🤖 AI Summary
This work addresses the limitations of human-selected interpretable concepts in reinforcement learning—namely their reliance on domain expertise, high cost, and lack of performance guarantees. The authors formulate concept selection as a state abstraction problem and introduce a “decision relevance” criterion: retaining only those concepts that distinguish states requiring different actions, thereby ensuring that states sharing the same concept also share an optimal action. Building on this principle, they propose DRS, the first algorithm for automatic concept selection in sequential decision-making, which integrates state abstraction theory to define a decision relevance metric and jointly optimizes candidate concept filtering with policy learning. Theoretical analysis provides error bounds linking selected concepts to policy performance, and experiments demonstrate that DRS automatically recovers or even surpasses handcrafted concept sets across multiple RL benchmarks and a real-world clinical environment, significantly improving the efficacy of concept-based interventions at test time.
📝 Abstract
Training interpretable concept-based policies requires practitioners to manually select which human-understandable concepts an agent should reason with when making sequential decisions. This selection demands domain expertise, is time-consuming and costly, scales poorly with the number of candidates, and provides no performance guarantees.
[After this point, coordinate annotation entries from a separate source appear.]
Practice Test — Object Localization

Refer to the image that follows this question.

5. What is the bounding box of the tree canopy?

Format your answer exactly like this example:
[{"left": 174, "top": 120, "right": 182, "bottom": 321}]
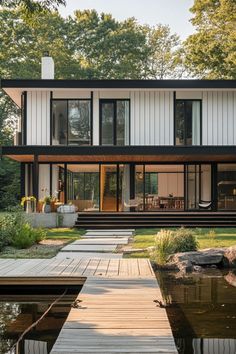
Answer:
[
  {"left": 185, "top": 0, "right": 236, "bottom": 79},
  {"left": 0, "top": 0, "right": 66, "bottom": 14},
  {"left": 0, "top": 0, "right": 236, "bottom": 208}
]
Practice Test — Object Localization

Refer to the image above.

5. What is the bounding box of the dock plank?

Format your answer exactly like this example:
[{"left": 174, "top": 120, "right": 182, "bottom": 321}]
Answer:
[{"left": 0, "top": 256, "right": 177, "bottom": 354}]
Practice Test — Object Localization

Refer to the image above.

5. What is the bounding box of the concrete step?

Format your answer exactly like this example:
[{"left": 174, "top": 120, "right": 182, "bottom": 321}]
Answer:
[
  {"left": 73, "top": 237, "right": 129, "bottom": 245},
  {"left": 55, "top": 252, "right": 122, "bottom": 259},
  {"left": 60, "top": 243, "right": 117, "bottom": 252}
]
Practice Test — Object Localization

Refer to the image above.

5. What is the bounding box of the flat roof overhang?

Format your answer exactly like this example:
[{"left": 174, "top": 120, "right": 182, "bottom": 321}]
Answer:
[
  {"left": 0, "top": 145, "right": 236, "bottom": 163},
  {"left": 0, "top": 79, "right": 236, "bottom": 106}
]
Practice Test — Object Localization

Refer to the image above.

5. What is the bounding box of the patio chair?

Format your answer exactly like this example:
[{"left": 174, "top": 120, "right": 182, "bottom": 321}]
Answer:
[{"left": 198, "top": 200, "right": 212, "bottom": 209}]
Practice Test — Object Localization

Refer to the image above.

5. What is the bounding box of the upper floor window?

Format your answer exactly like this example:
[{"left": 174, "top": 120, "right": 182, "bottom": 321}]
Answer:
[
  {"left": 175, "top": 100, "right": 201, "bottom": 145},
  {"left": 100, "top": 99, "right": 130, "bottom": 145},
  {"left": 52, "top": 99, "right": 91, "bottom": 145}
]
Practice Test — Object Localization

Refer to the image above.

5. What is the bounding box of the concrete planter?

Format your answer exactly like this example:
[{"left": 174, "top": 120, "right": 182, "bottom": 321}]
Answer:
[{"left": 25, "top": 213, "right": 78, "bottom": 228}]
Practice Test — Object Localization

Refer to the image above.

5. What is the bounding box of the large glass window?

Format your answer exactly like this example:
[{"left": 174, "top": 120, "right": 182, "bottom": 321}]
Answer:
[
  {"left": 217, "top": 164, "right": 236, "bottom": 210},
  {"left": 52, "top": 100, "right": 91, "bottom": 145},
  {"left": 100, "top": 100, "right": 129, "bottom": 145},
  {"left": 135, "top": 165, "right": 184, "bottom": 211},
  {"left": 186, "top": 164, "right": 212, "bottom": 210},
  {"left": 175, "top": 100, "right": 201, "bottom": 145}
]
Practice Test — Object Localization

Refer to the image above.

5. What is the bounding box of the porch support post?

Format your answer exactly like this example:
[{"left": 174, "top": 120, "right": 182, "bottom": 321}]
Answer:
[
  {"left": 20, "top": 162, "right": 25, "bottom": 198},
  {"left": 64, "top": 163, "right": 67, "bottom": 204},
  {"left": 129, "top": 163, "right": 135, "bottom": 199},
  {"left": 211, "top": 163, "right": 218, "bottom": 211},
  {"left": 33, "top": 155, "right": 39, "bottom": 201}
]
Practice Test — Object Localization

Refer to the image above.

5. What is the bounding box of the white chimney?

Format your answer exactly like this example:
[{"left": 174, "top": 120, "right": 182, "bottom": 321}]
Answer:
[{"left": 41, "top": 52, "right": 54, "bottom": 80}]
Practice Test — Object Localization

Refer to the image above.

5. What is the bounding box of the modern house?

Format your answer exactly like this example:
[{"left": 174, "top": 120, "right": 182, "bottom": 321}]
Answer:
[{"left": 1, "top": 57, "right": 236, "bottom": 226}]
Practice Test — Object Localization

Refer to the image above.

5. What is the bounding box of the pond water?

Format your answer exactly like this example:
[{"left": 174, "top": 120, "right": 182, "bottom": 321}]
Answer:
[
  {"left": 157, "top": 269, "right": 236, "bottom": 354},
  {"left": 0, "top": 289, "right": 79, "bottom": 354}
]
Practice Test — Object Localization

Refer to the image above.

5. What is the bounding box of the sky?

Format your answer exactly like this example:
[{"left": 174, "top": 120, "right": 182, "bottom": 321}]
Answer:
[{"left": 59, "top": 0, "right": 194, "bottom": 39}]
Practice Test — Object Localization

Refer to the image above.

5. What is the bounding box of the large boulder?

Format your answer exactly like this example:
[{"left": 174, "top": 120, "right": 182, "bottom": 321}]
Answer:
[
  {"left": 225, "top": 271, "right": 236, "bottom": 287},
  {"left": 223, "top": 246, "right": 236, "bottom": 268},
  {"left": 168, "top": 248, "right": 225, "bottom": 272}
]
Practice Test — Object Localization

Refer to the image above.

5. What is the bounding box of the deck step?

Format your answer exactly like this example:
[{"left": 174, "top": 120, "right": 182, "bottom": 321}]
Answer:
[{"left": 75, "top": 211, "right": 236, "bottom": 228}]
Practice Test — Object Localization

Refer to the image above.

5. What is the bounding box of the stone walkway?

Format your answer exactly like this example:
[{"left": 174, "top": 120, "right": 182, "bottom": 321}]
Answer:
[{"left": 57, "top": 230, "right": 134, "bottom": 259}]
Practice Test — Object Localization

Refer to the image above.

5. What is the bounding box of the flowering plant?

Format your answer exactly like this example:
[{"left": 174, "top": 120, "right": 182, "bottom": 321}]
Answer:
[{"left": 20, "top": 195, "right": 36, "bottom": 206}]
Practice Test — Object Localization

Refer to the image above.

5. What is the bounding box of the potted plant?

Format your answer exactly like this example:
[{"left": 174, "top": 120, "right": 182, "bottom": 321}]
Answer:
[
  {"left": 42, "top": 195, "right": 52, "bottom": 213},
  {"left": 21, "top": 195, "right": 36, "bottom": 213}
]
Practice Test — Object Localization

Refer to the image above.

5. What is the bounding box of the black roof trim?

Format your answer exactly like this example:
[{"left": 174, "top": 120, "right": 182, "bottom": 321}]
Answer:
[
  {"left": 0, "top": 145, "right": 236, "bottom": 156},
  {"left": 0, "top": 79, "right": 236, "bottom": 89}
]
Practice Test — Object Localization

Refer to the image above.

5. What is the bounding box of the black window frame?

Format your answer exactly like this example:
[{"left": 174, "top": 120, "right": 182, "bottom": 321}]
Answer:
[
  {"left": 174, "top": 95, "right": 202, "bottom": 146},
  {"left": 50, "top": 97, "right": 93, "bottom": 146},
  {"left": 99, "top": 98, "right": 131, "bottom": 146}
]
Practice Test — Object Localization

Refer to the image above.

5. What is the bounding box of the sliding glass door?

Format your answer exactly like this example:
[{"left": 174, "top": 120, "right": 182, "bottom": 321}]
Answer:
[
  {"left": 185, "top": 164, "right": 212, "bottom": 210},
  {"left": 100, "top": 164, "right": 130, "bottom": 211}
]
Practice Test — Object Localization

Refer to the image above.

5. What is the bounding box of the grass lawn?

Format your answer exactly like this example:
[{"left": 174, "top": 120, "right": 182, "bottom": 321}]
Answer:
[
  {"left": 130, "top": 228, "right": 236, "bottom": 257},
  {"left": 0, "top": 228, "right": 85, "bottom": 258}
]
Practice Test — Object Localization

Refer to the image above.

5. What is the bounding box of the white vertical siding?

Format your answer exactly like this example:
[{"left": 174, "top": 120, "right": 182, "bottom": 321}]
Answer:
[
  {"left": 93, "top": 91, "right": 99, "bottom": 145},
  {"left": 130, "top": 91, "right": 174, "bottom": 145},
  {"left": 202, "top": 91, "right": 236, "bottom": 145},
  {"left": 39, "top": 164, "right": 50, "bottom": 199},
  {"left": 27, "top": 91, "right": 50, "bottom": 145}
]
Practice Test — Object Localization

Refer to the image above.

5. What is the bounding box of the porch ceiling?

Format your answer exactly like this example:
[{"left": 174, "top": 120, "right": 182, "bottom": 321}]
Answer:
[{"left": 0, "top": 146, "right": 236, "bottom": 163}]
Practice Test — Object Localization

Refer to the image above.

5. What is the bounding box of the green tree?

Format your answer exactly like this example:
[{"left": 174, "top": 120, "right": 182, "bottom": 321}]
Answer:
[
  {"left": 68, "top": 10, "right": 148, "bottom": 79},
  {"left": 146, "top": 24, "right": 184, "bottom": 80},
  {"left": 185, "top": 0, "right": 236, "bottom": 79},
  {"left": 0, "top": 0, "right": 66, "bottom": 14}
]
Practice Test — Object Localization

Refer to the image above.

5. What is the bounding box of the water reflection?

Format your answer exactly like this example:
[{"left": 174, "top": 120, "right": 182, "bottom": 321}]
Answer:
[
  {"left": 0, "top": 295, "right": 75, "bottom": 354},
  {"left": 157, "top": 270, "right": 236, "bottom": 354}
]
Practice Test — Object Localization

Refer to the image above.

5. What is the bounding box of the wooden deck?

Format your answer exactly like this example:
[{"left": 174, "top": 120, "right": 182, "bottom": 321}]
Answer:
[{"left": 0, "top": 258, "right": 177, "bottom": 354}]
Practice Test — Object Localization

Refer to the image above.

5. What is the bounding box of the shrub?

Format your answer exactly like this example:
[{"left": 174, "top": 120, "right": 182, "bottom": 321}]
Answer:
[
  {"left": 0, "top": 210, "right": 46, "bottom": 251},
  {"left": 33, "top": 228, "right": 47, "bottom": 243},
  {"left": 173, "top": 227, "right": 198, "bottom": 252},
  {"left": 151, "top": 227, "right": 198, "bottom": 265},
  {"left": 207, "top": 230, "right": 216, "bottom": 240},
  {"left": 12, "top": 223, "right": 35, "bottom": 248},
  {"left": 152, "top": 230, "right": 174, "bottom": 264},
  {"left": 0, "top": 210, "right": 25, "bottom": 251}
]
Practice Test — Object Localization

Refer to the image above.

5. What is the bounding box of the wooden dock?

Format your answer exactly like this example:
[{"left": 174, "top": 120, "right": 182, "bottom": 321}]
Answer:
[{"left": 0, "top": 258, "right": 177, "bottom": 354}]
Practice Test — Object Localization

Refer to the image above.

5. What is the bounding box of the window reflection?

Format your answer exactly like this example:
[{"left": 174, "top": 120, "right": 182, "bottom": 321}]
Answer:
[
  {"left": 52, "top": 100, "right": 91, "bottom": 145},
  {"left": 175, "top": 100, "right": 201, "bottom": 145}
]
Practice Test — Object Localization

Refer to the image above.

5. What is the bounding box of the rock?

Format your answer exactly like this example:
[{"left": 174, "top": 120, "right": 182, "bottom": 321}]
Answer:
[
  {"left": 223, "top": 246, "right": 236, "bottom": 268},
  {"left": 224, "top": 272, "right": 236, "bottom": 287},
  {"left": 167, "top": 248, "right": 225, "bottom": 272},
  {"left": 193, "top": 266, "right": 203, "bottom": 272},
  {"left": 178, "top": 260, "right": 193, "bottom": 273}
]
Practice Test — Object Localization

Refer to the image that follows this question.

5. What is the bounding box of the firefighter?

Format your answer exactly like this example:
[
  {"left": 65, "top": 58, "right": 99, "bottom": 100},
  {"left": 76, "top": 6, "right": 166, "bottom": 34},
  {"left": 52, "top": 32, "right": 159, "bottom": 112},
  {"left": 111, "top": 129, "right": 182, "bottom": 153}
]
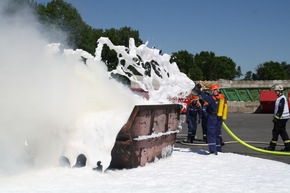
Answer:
[
  {"left": 192, "top": 83, "right": 221, "bottom": 155},
  {"left": 199, "top": 99, "right": 208, "bottom": 143},
  {"left": 215, "top": 93, "right": 226, "bottom": 149},
  {"left": 265, "top": 84, "right": 290, "bottom": 151},
  {"left": 186, "top": 96, "right": 202, "bottom": 143}
]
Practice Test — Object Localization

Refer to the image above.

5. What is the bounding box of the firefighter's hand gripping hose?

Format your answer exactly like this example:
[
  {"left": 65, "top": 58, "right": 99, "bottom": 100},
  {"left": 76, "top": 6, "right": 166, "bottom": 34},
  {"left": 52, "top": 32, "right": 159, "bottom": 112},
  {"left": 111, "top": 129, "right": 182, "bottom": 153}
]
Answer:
[{"left": 223, "top": 122, "right": 290, "bottom": 156}]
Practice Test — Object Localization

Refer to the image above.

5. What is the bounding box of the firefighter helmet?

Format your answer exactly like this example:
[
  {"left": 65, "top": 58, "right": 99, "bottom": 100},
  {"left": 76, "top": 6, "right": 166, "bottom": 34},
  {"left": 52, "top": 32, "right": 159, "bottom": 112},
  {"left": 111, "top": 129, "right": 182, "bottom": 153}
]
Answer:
[
  {"left": 209, "top": 84, "right": 220, "bottom": 90},
  {"left": 216, "top": 93, "right": 225, "bottom": 99},
  {"left": 272, "top": 84, "right": 283, "bottom": 91},
  {"left": 192, "top": 96, "right": 198, "bottom": 101}
]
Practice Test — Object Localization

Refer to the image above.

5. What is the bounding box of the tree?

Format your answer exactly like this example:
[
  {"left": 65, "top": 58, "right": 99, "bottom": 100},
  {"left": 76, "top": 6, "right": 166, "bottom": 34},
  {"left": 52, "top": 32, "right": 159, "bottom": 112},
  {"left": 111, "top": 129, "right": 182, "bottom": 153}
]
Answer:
[
  {"left": 194, "top": 51, "right": 216, "bottom": 80},
  {"left": 170, "top": 50, "right": 203, "bottom": 80},
  {"left": 244, "top": 71, "right": 253, "bottom": 80},
  {"left": 256, "top": 61, "right": 288, "bottom": 80},
  {"left": 194, "top": 51, "right": 241, "bottom": 80}
]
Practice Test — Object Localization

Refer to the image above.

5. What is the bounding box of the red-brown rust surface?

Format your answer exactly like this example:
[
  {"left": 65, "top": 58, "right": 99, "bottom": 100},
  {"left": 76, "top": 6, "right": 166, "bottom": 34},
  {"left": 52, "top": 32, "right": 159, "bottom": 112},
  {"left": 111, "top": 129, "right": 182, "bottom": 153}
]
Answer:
[{"left": 110, "top": 104, "right": 180, "bottom": 168}]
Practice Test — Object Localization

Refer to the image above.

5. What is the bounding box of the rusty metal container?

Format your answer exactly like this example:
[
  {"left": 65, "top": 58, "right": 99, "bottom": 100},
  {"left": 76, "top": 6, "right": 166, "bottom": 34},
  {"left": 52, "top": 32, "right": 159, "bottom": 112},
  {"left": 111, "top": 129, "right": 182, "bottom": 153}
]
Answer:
[{"left": 110, "top": 104, "right": 180, "bottom": 169}]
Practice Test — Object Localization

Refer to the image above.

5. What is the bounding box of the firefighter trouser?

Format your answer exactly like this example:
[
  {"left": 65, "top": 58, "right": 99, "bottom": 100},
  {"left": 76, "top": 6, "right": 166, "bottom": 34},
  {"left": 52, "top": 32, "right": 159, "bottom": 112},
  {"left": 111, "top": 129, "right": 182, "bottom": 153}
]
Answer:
[
  {"left": 187, "top": 118, "right": 197, "bottom": 139},
  {"left": 201, "top": 116, "right": 207, "bottom": 139},
  {"left": 270, "top": 119, "right": 290, "bottom": 149},
  {"left": 216, "top": 117, "right": 223, "bottom": 152},
  {"left": 207, "top": 115, "right": 219, "bottom": 153}
]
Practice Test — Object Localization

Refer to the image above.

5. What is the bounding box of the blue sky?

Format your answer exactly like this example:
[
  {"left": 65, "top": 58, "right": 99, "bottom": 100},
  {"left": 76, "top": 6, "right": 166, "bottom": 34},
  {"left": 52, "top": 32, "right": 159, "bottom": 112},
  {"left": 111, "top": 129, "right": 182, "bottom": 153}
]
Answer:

To overcome this limitation, we propose the first algorithms for principled automatic concept selection in sequential decision-making. Our key insight is that concept selection can be viewed through the lens of state abstraction: intuitively, a concept is decision-relevant if removing it would cause the agent to confuse states that require different actions. As a result, agents should rely on decision-relevant concepts; states with the same concept representation should share the same optimal action, which preserves the optimal decision structure of the original state space. This perspective leads to the Decision-Relevant Selection (DRS) algorithm, which selects a subset of concepts from a candidate set, along with performance bounds relating the selected concepts to the performance of the resulting policy. Empirically, DRS automatically recovers manually curated concept sets while matching or exceeding their performance, and improves the effectiveness of test-time concept interventions across reinforcement learning benchmarks and real-world healthcare environments.